1840
The Founding
Then
The story of Notre Dame begins in Le Mans, France, in 1840. That is when and where Blessed Basil Moreau, founder of a religious sect called the Congregation of Holy Cross, dispatched a young priest named Edward Sorin to the Diocese of Vincennes, Indiana to start a college. After spending a year in the southern part of the diocese, Fr. Sorin and seven Holy Cross brothers arrived on November 26, 1842, to a missionary outpost near South Bend, Indiana. There, they took possession of 524 snow-covered acres with two lakes.
The only shelter then standing on the site was a log chapel, which Fr. Sorin described in his journal: “an old log cabin, 24 × 40 feet, the ground floor of which answered as a room for a priest, and the story above for a chapel for the Catholics of South Bend and the neighborhood, although it was open to all the winds."

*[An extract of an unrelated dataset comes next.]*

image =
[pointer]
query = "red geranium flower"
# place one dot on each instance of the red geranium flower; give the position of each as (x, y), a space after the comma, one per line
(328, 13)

The place was meager at best, but Fr. Sorin envisioned then what he soon began to build and to call “L’Université de Notre Dame du Lac” (the University of Our Lady of the Lake), insisting that the new school would become “one of the most powerful means for good in this country."
Now
Today’s campus is 1,261 acres on which scholarly inquiry is rigorously pursued, informed by the University’s Catholic character. Yet the impact of Notre Dame is not just felt locally or regionally. The University is a globally recognized institution that strives to bring knowledge into service of justice for the benefit of all people. True to Sorin’s vision, the University of Notre Dame continues to remain steadfast in its spiritual and intellectual traditions.